D-Day veteran recalls jump that didn’t go as planned
TOM RICE: We sat in our steel bucket seats and the take-off time was 10:41.
SUSAN MURPHY: Tom Rice has vivid memories of that night 70 years ago when he flew across the English Channel in the pre-dawn hours of D-Day.
TOM RICE: I can’t recall exactly how long the flight was other than maybe 57 minutes – 59 minutes.
SUSAN MURPHY: Only 22 years old – Rice was among the oldest of the 18 paratroopers on board the c-47 military transport plane.
The once-avid runner says he had no time during the flight to worry – he was busy assisting his jumpmaster with equipment.
TOM RICE: Then I moved up to the front to make sure everyone was alert and awake and cigarettes were out.
SUSAN MURPHY: Their mission – dubbed Operation Overload — was to parachute behind enemy lines in German-occupied France near the beaches of Normandy.
They were to secure bridges, roads and canals just hours before a massive sea and land invasion of 5,000 ships and nearly 140,000 American and allied troops.

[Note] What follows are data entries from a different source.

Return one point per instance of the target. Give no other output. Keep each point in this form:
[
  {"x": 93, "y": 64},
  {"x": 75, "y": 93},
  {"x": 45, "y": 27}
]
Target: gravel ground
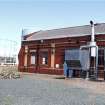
[{"x": 45, "y": 90}]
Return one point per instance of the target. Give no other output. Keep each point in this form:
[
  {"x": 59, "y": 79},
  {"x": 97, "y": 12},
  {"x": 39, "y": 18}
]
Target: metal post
[{"x": 96, "y": 62}]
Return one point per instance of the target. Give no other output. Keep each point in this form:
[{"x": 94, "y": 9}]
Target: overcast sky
[{"x": 16, "y": 15}]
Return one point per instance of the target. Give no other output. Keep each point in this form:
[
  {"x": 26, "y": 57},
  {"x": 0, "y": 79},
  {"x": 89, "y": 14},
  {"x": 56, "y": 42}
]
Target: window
[
  {"x": 32, "y": 56},
  {"x": 101, "y": 56},
  {"x": 44, "y": 57},
  {"x": 32, "y": 59}
]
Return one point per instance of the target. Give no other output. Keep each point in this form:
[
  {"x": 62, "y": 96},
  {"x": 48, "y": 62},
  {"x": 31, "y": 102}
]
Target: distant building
[{"x": 45, "y": 51}]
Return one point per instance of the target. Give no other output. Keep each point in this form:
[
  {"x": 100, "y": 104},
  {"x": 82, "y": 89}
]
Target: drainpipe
[{"x": 94, "y": 50}]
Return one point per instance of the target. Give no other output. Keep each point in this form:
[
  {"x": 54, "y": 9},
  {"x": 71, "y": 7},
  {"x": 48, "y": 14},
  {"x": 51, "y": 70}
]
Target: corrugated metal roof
[{"x": 67, "y": 32}]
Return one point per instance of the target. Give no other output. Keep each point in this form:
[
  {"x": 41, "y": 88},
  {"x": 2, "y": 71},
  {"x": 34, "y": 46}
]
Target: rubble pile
[{"x": 9, "y": 73}]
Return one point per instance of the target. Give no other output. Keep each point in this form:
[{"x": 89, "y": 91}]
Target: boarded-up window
[
  {"x": 32, "y": 59},
  {"x": 44, "y": 57}
]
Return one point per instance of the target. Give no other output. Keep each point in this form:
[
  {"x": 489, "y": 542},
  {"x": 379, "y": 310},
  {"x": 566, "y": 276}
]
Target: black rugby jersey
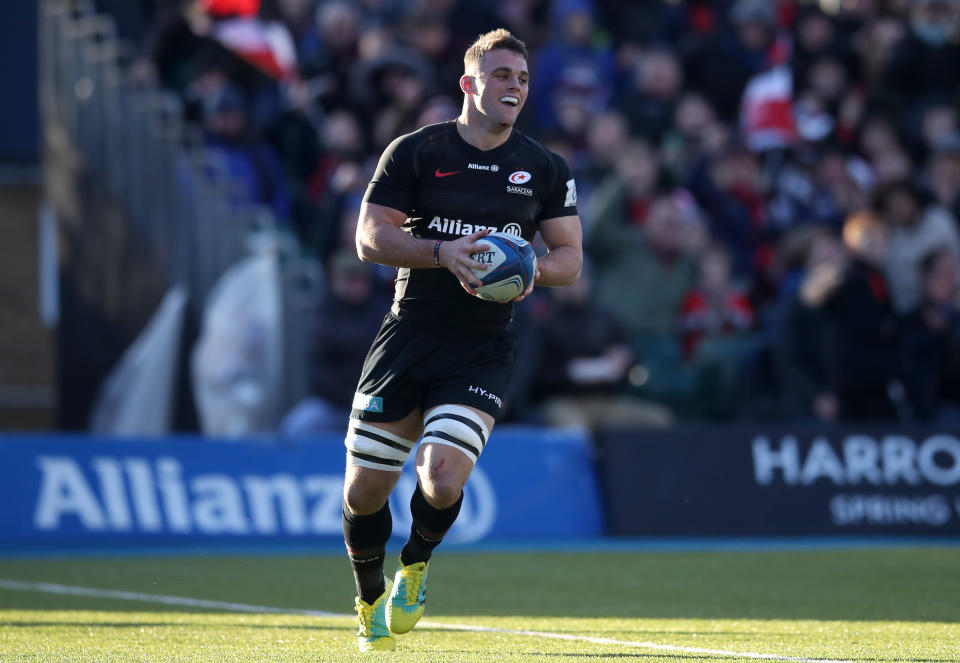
[{"x": 448, "y": 188}]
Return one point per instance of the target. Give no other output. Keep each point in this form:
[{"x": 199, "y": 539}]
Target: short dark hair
[{"x": 499, "y": 38}]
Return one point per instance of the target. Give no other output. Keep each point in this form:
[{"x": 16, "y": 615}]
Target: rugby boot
[
  {"x": 407, "y": 598},
  {"x": 373, "y": 634}
]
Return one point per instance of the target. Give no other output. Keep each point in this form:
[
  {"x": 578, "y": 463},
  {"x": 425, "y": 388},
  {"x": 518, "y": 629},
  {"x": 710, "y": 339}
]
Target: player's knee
[
  {"x": 363, "y": 497},
  {"x": 442, "y": 489}
]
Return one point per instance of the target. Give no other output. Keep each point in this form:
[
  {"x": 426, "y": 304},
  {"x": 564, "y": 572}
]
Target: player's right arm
[{"x": 381, "y": 239}]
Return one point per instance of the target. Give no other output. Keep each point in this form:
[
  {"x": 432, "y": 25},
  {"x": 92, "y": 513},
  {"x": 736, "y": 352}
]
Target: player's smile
[{"x": 505, "y": 83}]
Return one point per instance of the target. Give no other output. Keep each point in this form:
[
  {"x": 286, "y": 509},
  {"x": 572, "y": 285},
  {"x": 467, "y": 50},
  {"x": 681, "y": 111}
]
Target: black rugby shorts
[{"x": 412, "y": 365}]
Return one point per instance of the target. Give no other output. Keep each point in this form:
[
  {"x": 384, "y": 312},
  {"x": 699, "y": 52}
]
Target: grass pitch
[{"x": 890, "y": 604}]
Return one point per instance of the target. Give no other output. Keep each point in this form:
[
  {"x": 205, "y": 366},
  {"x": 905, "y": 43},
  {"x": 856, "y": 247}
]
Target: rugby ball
[{"x": 511, "y": 265}]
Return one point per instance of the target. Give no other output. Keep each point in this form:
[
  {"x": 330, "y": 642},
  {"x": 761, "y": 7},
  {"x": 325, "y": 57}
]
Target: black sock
[
  {"x": 366, "y": 539},
  {"x": 429, "y": 527}
]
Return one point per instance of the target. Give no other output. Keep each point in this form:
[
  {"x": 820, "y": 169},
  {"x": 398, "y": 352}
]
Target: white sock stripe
[
  {"x": 460, "y": 411},
  {"x": 473, "y": 456},
  {"x": 370, "y": 428}
]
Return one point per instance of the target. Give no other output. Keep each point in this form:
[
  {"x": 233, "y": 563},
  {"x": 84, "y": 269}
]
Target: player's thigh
[
  {"x": 454, "y": 437},
  {"x": 376, "y": 452}
]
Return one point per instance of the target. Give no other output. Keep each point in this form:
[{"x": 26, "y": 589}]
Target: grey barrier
[{"x": 132, "y": 139}]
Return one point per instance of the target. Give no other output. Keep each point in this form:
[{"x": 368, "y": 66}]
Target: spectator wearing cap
[
  {"x": 943, "y": 172},
  {"x": 652, "y": 260},
  {"x": 931, "y": 342},
  {"x": 250, "y": 161},
  {"x": 345, "y": 320},
  {"x": 914, "y": 230},
  {"x": 861, "y": 331},
  {"x": 924, "y": 63},
  {"x": 585, "y": 360},
  {"x": 573, "y": 72},
  {"x": 721, "y": 66},
  {"x": 816, "y": 261}
]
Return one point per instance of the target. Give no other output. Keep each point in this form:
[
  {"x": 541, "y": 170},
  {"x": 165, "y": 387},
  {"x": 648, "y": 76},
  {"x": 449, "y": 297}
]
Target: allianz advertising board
[
  {"x": 78, "y": 491},
  {"x": 756, "y": 481}
]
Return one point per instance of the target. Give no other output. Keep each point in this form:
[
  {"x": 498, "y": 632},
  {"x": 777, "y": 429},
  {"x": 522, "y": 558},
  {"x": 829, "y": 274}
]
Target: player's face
[{"x": 501, "y": 86}]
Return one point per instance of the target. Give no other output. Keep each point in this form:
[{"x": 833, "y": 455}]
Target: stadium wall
[
  {"x": 758, "y": 481},
  {"x": 66, "y": 493}
]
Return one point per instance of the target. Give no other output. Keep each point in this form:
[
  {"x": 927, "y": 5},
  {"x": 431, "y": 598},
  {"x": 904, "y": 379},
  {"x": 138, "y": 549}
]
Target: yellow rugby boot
[
  {"x": 373, "y": 634},
  {"x": 406, "y": 604}
]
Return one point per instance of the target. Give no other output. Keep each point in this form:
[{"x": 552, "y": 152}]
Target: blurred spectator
[
  {"x": 923, "y": 64},
  {"x": 573, "y": 72},
  {"x": 654, "y": 88},
  {"x": 607, "y": 140},
  {"x": 716, "y": 308},
  {"x": 586, "y": 357},
  {"x": 626, "y": 194},
  {"x": 729, "y": 188},
  {"x": 644, "y": 273},
  {"x": 346, "y": 319},
  {"x": 798, "y": 335},
  {"x": 249, "y": 160},
  {"x": 713, "y": 322},
  {"x": 327, "y": 59},
  {"x": 931, "y": 342},
  {"x": 943, "y": 173},
  {"x": 721, "y": 65},
  {"x": 913, "y": 231},
  {"x": 861, "y": 329}
]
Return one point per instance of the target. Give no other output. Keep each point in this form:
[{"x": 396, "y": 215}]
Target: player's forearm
[
  {"x": 561, "y": 266},
  {"x": 385, "y": 244}
]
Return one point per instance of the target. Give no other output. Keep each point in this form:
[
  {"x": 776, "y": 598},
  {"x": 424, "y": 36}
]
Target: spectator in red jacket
[{"x": 716, "y": 307}]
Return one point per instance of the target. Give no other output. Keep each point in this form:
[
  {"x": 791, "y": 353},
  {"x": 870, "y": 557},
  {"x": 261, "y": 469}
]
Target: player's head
[{"x": 495, "y": 79}]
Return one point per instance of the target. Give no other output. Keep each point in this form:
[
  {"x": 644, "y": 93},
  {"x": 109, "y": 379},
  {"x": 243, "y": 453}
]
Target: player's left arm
[{"x": 564, "y": 258}]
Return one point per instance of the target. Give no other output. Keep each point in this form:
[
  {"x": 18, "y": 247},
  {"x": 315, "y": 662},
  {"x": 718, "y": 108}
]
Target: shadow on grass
[
  {"x": 883, "y": 584},
  {"x": 178, "y": 624}
]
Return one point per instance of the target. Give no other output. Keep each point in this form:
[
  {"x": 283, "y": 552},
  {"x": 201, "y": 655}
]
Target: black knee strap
[
  {"x": 367, "y": 532},
  {"x": 433, "y": 521}
]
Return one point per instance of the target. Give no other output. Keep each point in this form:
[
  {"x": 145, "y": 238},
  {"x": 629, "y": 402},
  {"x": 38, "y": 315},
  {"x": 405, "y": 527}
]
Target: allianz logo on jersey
[
  {"x": 493, "y": 168},
  {"x": 457, "y": 227}
]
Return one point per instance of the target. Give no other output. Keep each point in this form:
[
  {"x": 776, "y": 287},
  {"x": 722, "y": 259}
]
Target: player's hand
[
  {"x": 523, "y": 295},
  {"x": 456, "y": 256}
]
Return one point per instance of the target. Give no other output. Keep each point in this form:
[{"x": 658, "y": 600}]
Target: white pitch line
[{"x": 53, "y": 588}]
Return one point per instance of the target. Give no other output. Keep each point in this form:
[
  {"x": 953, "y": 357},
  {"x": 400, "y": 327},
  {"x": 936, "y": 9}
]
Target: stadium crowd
[{"x": 769, "y": 190}]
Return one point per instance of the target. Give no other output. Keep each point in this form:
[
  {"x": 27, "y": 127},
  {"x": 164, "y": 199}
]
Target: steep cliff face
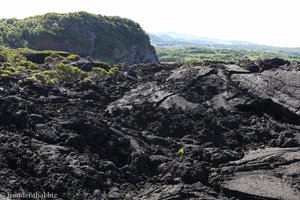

For Rice, the mission was the culmination of a year-and-a-half of intensive training.
TOM RICE: Now there’s 45 aircraft in a v of v’s shape. I was in the third one to the right.
SUSAN MURPHY: From the plane’s open back door, Rice watched enemy fire streaking up from the ground as they approached their jump location.
TOM RICE: We were yawing and pitching trying to get away from the flack and all those candleworks coming up at us.
SUSAN MURPHY: Heavy fog and enemy fire caused pilots to panic and break up their formations. Still, Rice says, the red light above the back door of the plane came on.
TOM RICE: That means we’ve got five minutes to go, so the lieutenant got us all standing. And the order there – stand up and hook up.
SUSAN MURPHY: Rice was always the first jumper out of the plane — So when the green light came on, he jumped — and got snagged.
TOM RICE: My armpit got caught in the lower left hand corner of the door.
SUSAN MURPHY: He swung himself out, with a load of gear on his back that outweighed him.
TOM RICE: I normally weighed 137 pounds. That night I weighed 276.
SUSAN MURPHY: He says he twisted, freed himself, opened his chute and plunged in pitch darkness toward heavily-armed Germans – miles from his intended drop zone. He made a hard landing in a field near Utah Beach.
TOM RICE: So we were spread 400 square miles. Only 15 percent of us got together for the first five or six days.
SUSAN MURPHY: Rice spent 37 days fighting in Normandy, living out of holes, and equipped with just three days of food.
He says he lost many friends, and saw things eyes weren’t meant to see. He’s never forgotten.
TOM RICE: No… that stays.
SUSAN MURPHY: His living room mantel is filled with memorabilia and awards, including a Bronze Star, oak leaf cluster and Purple Heart.
TOM RICE: These are the two metals that the French department of the ancient warriors gave me.
SUSAN MURPHY: He hasn’t always openly shared his war stories. After retiring from the military, he got married, had five children and was history teacher in Chula Vista for 44 years. But his students were never aware their teacher was a walking history lesson.
TOM RICE: They figured I was in the military but I never told them a word about – I was in the Airborne.
SUSAN MURPHY: Now, at 92, Rice uses every opportunity to share his accounts of D-Day and World War II. He knows his aging generation of D-day veterans is fading.
TOM RICE: I developed a lot of camaraderie with those guys. Cause you have a lot in common with them.
SUSAN MURPHY: Rice plans to commemorate the 70th anniversary like he does every anniversary– by jumping out of an airplane.
Rice was among the first American troops to set foot in Normandy. Even at a distance of seven decades, the day continues to shape his life.